Extract from : Penguin Great Ideas

Introduction

‘This sickness is not unto death’ (John 11.4). But still Lazarus died. Upon the disciples misunderstanding him when he later added: ‘Our friend Lazarus sleepeth, but I go, that I may awake him out of sleep’ (11.11), Christ told them bluntly: ‘Lazarus is dead’ (11.14). So Lazarus is dead, and yet this sickness was not unto death; he was dead, and still this sickness is not unto death. We know, of course, that Christ was thinking of the miracle which, ‘if [they] wouldest believe’, was to let contemporaries see ‘the glory of God’ (11.40), that miracle through which he awoke Lazarus from the dead; so ‘this sickness’ was not merely ‘not unto death’, but, as Christ had foretold, ‘for the glory of God, that the son of God might be glorified thereby’ (11.4). Ah!, but even had Christ not awoken Lazarus, is it not still true that this sickness, death itself, is not unto death?

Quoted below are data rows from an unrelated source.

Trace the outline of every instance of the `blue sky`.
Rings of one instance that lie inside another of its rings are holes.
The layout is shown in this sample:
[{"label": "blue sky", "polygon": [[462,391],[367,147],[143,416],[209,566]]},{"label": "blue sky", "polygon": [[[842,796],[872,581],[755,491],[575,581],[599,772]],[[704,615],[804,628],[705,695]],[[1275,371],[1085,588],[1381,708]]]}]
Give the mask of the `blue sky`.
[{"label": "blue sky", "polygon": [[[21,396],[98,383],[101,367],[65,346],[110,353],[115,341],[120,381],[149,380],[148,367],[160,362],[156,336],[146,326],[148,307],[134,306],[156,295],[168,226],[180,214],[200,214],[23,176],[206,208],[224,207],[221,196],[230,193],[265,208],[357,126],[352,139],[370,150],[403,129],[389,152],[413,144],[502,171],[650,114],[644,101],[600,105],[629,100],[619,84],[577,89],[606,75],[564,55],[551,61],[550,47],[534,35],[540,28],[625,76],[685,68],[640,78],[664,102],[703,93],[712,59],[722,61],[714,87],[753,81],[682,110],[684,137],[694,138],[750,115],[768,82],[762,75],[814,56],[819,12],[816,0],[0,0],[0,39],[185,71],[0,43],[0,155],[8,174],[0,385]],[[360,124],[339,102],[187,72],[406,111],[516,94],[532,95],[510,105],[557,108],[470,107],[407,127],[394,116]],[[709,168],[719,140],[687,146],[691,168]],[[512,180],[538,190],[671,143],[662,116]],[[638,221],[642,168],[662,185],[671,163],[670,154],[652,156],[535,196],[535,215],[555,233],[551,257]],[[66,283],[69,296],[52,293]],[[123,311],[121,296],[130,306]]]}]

When Christ steps forward to the grave and in a loud voice cries out, ‘Lazarus, come forth’ (11.43), it is plain enough that this sickness is not unto death. Yet, even if Christ had not said that, doesn’t simply the fact that He who is ‘the resurrection and the life’ (11.25) steps forward to the grave mean that this sickness is not unto death? That Christ exists – doesn’t that mean that this sickness is not unto death? And what good would it have done Lazarus to be awoken from the dead if in the end he must die anyway? What good would it have done Lazarus if He did not exist, He who is the resurrection and the life for every person who believes in Him? No, it is not because Lazarus was awoken from the dead; that is not why we can say this sickness is not unto death. It is because He exists; that is why this sickness is not unto death. For in human terms death is the last thing of all, and in human terms hope exists only so long as there is life; but to Christian eyes death is by no means the last thing of all, just another minor event in that which is all, an eternal life. And to Christian eyes there is in death infinitely more hope than in, simply in human terms, no merely life itself but life at its height of health and vigour.